William Oliver is not buried in the cemetery, but his death, in the airship R 38, on August 24, 1921, was recorded on the headstone of plot B2 62 (Anglican) .
The R 38 was an early prototype of airship, the most famous of which was the R101. It was based at Howden Aerodrome in Yorkshire and, when the tragedy happened, was on a test flight before being flown to America. Among the 51 crew on board were a number of Americans. As it flew over Hull just before 6 o’clock on Wednesday 24th August 1921, two explosions shook the town, and at first the R38 seemed to dive straight towards the crowds in the streets. Fortunately the commander managed to divert the burning airship away from the buildings , and it fell into the Humber in two pieces, part of it on a sandbank. There were 5 survivors who escaped by parachute, three bodies were recovered and 43 people were missing.
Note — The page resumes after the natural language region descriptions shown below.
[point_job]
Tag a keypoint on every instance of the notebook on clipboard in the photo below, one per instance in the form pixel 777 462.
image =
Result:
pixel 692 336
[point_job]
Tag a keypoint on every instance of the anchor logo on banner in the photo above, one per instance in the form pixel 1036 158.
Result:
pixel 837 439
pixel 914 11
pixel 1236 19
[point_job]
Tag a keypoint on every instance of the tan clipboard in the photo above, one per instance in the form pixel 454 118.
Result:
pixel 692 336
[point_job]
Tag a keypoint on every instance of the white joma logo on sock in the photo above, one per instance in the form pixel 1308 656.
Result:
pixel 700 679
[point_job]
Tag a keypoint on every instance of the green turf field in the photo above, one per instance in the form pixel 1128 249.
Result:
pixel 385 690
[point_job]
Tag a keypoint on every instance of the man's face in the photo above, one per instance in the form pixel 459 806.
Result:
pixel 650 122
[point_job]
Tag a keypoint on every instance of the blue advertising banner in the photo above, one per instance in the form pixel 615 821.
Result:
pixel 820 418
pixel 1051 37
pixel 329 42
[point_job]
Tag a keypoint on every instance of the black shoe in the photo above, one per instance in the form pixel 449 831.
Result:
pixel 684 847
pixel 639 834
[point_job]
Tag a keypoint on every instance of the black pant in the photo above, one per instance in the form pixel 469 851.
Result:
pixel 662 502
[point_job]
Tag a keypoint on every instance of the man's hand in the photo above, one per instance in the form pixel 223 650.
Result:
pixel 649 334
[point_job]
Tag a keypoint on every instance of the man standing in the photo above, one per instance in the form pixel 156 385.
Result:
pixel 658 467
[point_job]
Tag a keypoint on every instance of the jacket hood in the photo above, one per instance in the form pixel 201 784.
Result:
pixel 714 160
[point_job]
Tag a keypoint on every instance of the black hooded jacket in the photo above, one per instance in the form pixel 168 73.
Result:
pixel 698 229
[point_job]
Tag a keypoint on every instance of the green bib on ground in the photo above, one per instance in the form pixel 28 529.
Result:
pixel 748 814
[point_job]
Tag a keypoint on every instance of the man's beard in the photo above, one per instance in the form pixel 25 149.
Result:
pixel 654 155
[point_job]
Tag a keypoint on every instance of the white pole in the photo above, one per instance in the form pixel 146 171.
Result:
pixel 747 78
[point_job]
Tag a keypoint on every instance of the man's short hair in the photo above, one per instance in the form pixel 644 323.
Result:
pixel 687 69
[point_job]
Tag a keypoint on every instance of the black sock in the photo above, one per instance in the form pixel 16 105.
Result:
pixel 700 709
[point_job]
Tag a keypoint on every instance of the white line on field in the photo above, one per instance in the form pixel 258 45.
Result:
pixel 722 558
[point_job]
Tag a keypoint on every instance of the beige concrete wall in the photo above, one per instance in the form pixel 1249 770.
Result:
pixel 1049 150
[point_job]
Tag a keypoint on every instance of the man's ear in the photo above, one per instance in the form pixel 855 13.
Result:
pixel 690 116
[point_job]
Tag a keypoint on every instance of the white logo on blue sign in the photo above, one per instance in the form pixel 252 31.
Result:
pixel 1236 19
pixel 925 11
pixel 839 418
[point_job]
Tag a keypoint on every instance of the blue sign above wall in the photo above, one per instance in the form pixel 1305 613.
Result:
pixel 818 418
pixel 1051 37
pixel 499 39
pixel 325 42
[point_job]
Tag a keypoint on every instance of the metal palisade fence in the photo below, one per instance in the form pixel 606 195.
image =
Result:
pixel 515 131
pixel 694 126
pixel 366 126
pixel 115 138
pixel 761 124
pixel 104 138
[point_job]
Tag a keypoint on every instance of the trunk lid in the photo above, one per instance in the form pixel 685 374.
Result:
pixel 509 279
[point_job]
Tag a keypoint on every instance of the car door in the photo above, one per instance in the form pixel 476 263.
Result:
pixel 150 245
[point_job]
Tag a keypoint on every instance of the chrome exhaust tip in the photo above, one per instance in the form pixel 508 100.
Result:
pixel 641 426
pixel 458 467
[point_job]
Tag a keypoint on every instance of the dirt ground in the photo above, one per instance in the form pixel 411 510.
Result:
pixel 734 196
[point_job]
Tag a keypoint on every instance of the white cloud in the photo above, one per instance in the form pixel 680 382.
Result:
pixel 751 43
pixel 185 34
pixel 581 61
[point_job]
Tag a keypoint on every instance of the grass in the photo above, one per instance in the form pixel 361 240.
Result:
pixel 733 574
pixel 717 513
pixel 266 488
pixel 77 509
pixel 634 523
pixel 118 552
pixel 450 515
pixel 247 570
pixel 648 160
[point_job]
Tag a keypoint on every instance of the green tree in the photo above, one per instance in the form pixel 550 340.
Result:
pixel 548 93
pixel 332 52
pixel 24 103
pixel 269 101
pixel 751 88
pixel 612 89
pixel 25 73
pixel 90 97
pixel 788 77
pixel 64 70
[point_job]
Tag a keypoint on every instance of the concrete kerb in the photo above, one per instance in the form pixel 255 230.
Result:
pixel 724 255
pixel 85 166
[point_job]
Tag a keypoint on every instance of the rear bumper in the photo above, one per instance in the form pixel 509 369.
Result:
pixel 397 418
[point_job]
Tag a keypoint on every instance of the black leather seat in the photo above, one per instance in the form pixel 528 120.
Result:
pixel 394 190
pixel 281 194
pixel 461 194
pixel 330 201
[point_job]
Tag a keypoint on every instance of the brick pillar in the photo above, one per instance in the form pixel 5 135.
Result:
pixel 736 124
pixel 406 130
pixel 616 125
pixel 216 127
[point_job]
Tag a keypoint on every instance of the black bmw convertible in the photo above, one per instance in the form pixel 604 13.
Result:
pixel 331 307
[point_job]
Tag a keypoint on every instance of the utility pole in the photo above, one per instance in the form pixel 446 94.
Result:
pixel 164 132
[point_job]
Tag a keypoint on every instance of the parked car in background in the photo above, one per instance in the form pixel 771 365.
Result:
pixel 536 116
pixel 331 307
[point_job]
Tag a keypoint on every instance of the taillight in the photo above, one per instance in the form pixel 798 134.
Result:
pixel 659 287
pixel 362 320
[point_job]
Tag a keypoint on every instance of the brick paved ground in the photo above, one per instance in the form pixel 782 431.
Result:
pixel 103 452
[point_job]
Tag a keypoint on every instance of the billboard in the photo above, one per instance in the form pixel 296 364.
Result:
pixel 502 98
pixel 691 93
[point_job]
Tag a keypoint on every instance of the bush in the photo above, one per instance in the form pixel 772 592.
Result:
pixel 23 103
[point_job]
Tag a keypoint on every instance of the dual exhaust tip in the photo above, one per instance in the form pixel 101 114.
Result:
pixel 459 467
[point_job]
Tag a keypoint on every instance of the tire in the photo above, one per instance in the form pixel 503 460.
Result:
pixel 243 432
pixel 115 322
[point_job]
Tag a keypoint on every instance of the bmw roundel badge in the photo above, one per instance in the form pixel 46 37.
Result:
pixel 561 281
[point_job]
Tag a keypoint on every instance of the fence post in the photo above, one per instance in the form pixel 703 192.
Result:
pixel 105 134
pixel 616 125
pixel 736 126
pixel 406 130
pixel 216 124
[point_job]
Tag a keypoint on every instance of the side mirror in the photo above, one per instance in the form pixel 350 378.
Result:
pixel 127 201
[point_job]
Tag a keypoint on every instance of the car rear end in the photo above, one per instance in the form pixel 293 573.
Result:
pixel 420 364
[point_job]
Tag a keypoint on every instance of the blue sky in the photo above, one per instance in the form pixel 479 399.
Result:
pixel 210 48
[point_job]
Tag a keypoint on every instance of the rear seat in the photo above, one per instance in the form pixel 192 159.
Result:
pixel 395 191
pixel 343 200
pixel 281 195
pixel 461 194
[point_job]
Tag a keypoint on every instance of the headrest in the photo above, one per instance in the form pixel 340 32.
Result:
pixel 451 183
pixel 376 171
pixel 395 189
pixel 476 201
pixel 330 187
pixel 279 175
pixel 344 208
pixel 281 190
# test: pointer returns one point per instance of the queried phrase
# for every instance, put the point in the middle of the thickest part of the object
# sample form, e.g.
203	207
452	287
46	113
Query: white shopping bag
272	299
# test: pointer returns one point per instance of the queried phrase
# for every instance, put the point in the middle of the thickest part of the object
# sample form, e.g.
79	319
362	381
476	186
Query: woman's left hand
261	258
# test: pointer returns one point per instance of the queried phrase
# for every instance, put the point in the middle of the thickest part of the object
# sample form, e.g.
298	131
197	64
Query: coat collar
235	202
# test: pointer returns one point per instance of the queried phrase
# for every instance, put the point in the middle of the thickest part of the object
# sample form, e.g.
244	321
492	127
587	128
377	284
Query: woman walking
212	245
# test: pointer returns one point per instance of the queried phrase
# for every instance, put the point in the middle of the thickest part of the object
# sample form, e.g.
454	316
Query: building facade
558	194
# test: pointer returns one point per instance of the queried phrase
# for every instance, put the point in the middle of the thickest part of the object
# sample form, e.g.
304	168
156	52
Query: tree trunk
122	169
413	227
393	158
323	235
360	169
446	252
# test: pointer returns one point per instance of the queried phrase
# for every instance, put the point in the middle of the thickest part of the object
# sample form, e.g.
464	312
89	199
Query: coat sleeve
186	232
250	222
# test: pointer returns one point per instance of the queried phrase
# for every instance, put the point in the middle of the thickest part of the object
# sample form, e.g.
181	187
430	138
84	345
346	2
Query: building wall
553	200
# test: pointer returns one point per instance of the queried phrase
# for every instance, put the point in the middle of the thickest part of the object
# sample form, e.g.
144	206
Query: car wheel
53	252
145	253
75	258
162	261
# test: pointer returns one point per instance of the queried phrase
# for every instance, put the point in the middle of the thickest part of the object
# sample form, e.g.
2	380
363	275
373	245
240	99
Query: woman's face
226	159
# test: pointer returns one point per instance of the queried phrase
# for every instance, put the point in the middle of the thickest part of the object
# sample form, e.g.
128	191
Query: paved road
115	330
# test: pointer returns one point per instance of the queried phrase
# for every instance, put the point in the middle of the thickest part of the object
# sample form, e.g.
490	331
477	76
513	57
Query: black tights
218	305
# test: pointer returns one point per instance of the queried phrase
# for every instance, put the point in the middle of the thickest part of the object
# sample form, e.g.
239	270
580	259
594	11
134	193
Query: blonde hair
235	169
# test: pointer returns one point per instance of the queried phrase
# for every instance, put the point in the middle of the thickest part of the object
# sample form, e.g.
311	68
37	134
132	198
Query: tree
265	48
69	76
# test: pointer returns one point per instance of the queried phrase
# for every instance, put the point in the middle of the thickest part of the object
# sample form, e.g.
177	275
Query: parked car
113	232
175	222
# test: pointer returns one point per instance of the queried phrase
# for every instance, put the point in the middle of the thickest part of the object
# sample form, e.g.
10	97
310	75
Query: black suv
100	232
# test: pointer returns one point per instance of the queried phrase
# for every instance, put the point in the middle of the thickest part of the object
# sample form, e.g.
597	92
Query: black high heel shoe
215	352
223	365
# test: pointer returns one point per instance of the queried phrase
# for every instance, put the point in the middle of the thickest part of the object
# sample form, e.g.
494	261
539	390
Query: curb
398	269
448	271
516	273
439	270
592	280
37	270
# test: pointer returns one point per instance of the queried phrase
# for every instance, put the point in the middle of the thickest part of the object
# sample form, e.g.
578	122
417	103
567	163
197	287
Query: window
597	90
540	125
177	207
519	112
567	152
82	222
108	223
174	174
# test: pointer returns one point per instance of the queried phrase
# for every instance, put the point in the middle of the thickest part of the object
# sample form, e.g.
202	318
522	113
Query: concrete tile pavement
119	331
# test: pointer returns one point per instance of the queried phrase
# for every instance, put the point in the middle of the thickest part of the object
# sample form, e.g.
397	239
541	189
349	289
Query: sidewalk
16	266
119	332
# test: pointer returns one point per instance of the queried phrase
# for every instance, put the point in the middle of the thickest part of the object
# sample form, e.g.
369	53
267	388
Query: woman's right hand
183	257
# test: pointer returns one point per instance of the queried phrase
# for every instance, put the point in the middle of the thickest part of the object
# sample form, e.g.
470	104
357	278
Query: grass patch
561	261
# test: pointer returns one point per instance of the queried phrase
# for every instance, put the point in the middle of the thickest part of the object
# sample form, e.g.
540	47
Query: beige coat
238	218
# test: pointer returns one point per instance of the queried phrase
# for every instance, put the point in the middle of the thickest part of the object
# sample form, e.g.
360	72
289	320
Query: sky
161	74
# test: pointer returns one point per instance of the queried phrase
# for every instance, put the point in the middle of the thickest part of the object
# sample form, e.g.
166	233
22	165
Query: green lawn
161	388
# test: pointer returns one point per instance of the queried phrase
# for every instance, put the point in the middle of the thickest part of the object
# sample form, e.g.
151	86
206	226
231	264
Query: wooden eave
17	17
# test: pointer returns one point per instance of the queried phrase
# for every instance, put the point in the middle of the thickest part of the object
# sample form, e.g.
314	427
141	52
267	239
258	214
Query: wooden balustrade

William Oliver was among the missing. His duties lay in the ‘petrol department’. He had joined the Royal Flying Corps (later the RAF) in 1915 and had served in France during the First World War, achieving the rank of Leading Aircraftman. After the war he elected to stay in the RAF and was appointed to work on the R38. He and his parents and eight siblings grew up at 32 Steade Road but William lived at 160 Shirebrook Road. He was 29 years old and left a wife and three children.